NSU mathematicians, together with foreign colleagues, investigated the resistance of Google Scholar to manipulation of the Hirsch index

The most famous indicator for evaluating a scientist's productivity in scientometrics is the Hirsch index (h) — the greatest number h such that the scientist has h publications cited at least h times. The Google Scholar Publications and Citation Database allows authors to create thier profile and combine publication records in it. This is done in order to combine records of different versions of the same publication, for example, a preprint and a published article. Merging or splitting records can affect the author's Hirsch index: merging creates a “summary publication” with higher citation, but reduces the number of publications.

Mathematicians from NSU, Australia, Germany, and Poland have shown that it is easy to find a set of operations for combining and splitting publication records that maximizes the Hirsch index. Scientists have also proposed an approach to prevent manipulation with the Hirsch index.

математикирисунок1.png

The team's first work on this topic was published in 2016 in Artificial Intelligence, the flagship magazine on artificial intelligence. In it, the authors showed quick algorithms for finding a set of such joining operations that maximize the Hirsch index in Google Scholar.

Continuing to develop this topic, the researchers published their new findings in the newly created journal Quantitative Science Studies. In a new article, the authors show quick algorithms for finding a set of record splitting operations that maximizes the Hirsch index in Google Scholar.
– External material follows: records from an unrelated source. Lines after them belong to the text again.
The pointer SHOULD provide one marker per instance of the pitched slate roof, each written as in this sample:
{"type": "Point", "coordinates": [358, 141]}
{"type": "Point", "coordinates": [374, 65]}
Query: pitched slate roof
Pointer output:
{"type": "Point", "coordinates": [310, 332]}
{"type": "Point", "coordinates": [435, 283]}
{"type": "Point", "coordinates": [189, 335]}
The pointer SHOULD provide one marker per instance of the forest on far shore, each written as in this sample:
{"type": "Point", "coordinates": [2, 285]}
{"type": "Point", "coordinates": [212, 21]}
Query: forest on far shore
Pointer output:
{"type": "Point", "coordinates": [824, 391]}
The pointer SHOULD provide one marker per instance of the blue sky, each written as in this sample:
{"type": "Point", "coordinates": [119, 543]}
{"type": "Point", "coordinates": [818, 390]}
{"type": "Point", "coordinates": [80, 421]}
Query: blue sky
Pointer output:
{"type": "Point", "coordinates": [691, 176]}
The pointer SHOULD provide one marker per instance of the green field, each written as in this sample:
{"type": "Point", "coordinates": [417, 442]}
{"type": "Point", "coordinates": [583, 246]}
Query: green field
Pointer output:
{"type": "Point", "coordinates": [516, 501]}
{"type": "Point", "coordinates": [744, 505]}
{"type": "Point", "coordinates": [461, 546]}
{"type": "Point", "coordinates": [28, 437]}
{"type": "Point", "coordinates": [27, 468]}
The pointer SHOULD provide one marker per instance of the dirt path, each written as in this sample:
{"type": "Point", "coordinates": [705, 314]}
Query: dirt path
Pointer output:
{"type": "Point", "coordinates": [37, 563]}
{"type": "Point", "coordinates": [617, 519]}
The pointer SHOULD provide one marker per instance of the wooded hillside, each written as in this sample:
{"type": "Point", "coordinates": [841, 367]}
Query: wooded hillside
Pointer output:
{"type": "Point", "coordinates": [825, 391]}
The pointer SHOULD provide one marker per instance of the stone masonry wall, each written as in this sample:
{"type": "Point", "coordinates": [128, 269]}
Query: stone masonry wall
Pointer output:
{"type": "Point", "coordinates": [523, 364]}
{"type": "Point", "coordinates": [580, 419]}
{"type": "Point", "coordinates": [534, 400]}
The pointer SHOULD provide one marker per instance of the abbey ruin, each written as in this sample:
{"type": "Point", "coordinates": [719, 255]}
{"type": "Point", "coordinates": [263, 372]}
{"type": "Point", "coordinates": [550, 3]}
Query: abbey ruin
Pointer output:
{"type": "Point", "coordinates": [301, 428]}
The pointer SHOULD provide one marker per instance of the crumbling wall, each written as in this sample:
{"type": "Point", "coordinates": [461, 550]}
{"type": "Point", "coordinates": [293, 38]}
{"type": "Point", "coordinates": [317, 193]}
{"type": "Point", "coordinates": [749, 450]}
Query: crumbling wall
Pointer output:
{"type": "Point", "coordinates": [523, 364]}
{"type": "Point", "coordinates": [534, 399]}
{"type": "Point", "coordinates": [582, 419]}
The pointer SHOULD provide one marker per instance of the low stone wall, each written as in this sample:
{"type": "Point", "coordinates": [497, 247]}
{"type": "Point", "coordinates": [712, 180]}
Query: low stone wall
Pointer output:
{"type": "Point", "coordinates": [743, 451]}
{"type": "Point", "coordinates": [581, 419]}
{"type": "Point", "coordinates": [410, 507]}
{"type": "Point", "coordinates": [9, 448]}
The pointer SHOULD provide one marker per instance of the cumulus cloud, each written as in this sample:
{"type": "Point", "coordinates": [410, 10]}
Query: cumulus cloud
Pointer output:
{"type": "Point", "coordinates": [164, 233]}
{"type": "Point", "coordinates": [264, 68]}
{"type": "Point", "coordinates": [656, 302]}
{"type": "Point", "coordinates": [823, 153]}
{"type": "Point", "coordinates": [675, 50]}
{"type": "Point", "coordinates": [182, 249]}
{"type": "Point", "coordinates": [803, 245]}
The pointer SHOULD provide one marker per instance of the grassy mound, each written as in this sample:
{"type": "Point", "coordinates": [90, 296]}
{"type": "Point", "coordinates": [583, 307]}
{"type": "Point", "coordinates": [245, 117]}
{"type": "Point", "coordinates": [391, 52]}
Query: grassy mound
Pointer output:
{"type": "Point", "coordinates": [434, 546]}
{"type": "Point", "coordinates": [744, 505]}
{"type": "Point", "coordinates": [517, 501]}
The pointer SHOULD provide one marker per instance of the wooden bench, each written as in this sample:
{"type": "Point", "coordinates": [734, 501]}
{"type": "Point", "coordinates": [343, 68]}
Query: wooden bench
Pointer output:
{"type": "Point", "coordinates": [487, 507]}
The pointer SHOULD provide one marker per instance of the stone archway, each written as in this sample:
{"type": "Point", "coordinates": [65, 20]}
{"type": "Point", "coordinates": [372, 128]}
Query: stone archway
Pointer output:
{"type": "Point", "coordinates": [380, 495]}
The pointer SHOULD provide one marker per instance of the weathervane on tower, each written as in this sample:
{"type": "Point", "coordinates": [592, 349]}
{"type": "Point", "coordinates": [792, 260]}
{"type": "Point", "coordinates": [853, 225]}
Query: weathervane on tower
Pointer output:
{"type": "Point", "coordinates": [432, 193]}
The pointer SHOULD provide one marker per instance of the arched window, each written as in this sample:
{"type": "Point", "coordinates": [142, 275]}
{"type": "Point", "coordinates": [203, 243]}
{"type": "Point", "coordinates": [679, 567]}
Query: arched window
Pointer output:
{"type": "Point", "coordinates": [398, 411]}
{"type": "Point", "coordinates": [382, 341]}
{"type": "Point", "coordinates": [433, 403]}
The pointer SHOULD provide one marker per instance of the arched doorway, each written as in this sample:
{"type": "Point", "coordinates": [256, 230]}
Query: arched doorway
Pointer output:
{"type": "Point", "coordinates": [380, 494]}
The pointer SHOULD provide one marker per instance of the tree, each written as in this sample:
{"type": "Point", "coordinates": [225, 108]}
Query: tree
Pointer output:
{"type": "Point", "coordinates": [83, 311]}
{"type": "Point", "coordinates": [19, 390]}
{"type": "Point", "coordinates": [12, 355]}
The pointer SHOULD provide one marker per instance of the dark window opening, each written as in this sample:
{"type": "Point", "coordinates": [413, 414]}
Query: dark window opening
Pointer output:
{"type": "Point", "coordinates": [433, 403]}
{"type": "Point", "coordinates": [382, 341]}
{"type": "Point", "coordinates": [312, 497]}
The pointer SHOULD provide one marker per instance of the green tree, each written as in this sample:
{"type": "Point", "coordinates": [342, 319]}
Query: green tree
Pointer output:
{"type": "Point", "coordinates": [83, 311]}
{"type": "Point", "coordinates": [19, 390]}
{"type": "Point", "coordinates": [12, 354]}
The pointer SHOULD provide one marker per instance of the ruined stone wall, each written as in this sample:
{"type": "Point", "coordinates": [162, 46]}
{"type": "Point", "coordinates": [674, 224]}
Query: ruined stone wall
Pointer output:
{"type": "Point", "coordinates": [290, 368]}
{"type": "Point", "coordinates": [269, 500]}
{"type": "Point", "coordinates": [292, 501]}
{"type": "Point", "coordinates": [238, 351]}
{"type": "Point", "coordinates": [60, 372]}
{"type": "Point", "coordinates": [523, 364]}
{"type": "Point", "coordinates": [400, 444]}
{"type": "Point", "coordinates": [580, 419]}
The studies provide data from computational experiments on data from the profiles of young scientists in the field of artificial intelligence (namely, participants in the flagship conference IJCAI and authors from the AI's 10 to watch lists). It is assumed that manipulation of the Hirsch index may be attractive specifically for young scientists for the purpose of employment. Experiments have shown that a significant increase in the Hirsch index in the Google Scholar system can be achieved with just a few operations of combining or splitting publication records.

Vd9r3lkdfMQ.jpg

The body of each candle in the figure shows the median, first and third quartiles for all authors.

One of the authors of the article, head of the Algorithmics Laboratory of the Mathematics and Mechanics Department of NSU, Rene van Bevern, comments:

Our work draws attention to just one of the many possibilities for manipulating the numerical performance of scientists. Scientometric indicators can be used only as additional means of evaluating researchers, they cannot be presented as mandatory requirements for, for example, participation in competitions for grants or for a position.
Our work is partially provocative. We deliberately published them in journals with high scientometric indicators, so that our results on manipulating scientometric indicators would appear in all reports requiring the fulfillment of scientometric indicators.

The possibility for manipulation, as scientists have found, is provided by the method of counting citations of combined records in the Google Scholar database. In this system, the citations of a combined record is defined as the number of articles that reference at least one of the articles in the combined record. The authors propose another, more obvious way of counting the number of links to combined records, which eliminates the possibility of double citation between pairs of combined records and solves the paradox of links between publications included in a single record. This can be graphically represented as follows.

Математикирисунок3.png

As shown in the right column, by combining publications into one record the manipulator can inadvertently reduce the number of citations of other records. This makes it more difficult to find the set of join/split operations to maximize the Hirsch index. Mathematicians show that in this case, the problem of maximizing the Hirsch index belongs to the class of NP-complete problems for which there are no efficient solution algorithms under the hypothesis P ≠ NP.

Rene van Bevern jokes:

Many works have been devoted to the manipulation of scientometric indicators, including the Hirsch index. There are also many works devoted to identifying such manipulations. No matter what performance indicators are introduced, no matter what the rules of the game are established, the researcher is the researcher for that, in order to immediately begin to study their resistance to manipulation. Such issues are actively addressed in the framework of algorithmic game theory and collective choice theory. Of course, my Hirsch index in Google Scholar is also slightly embellished.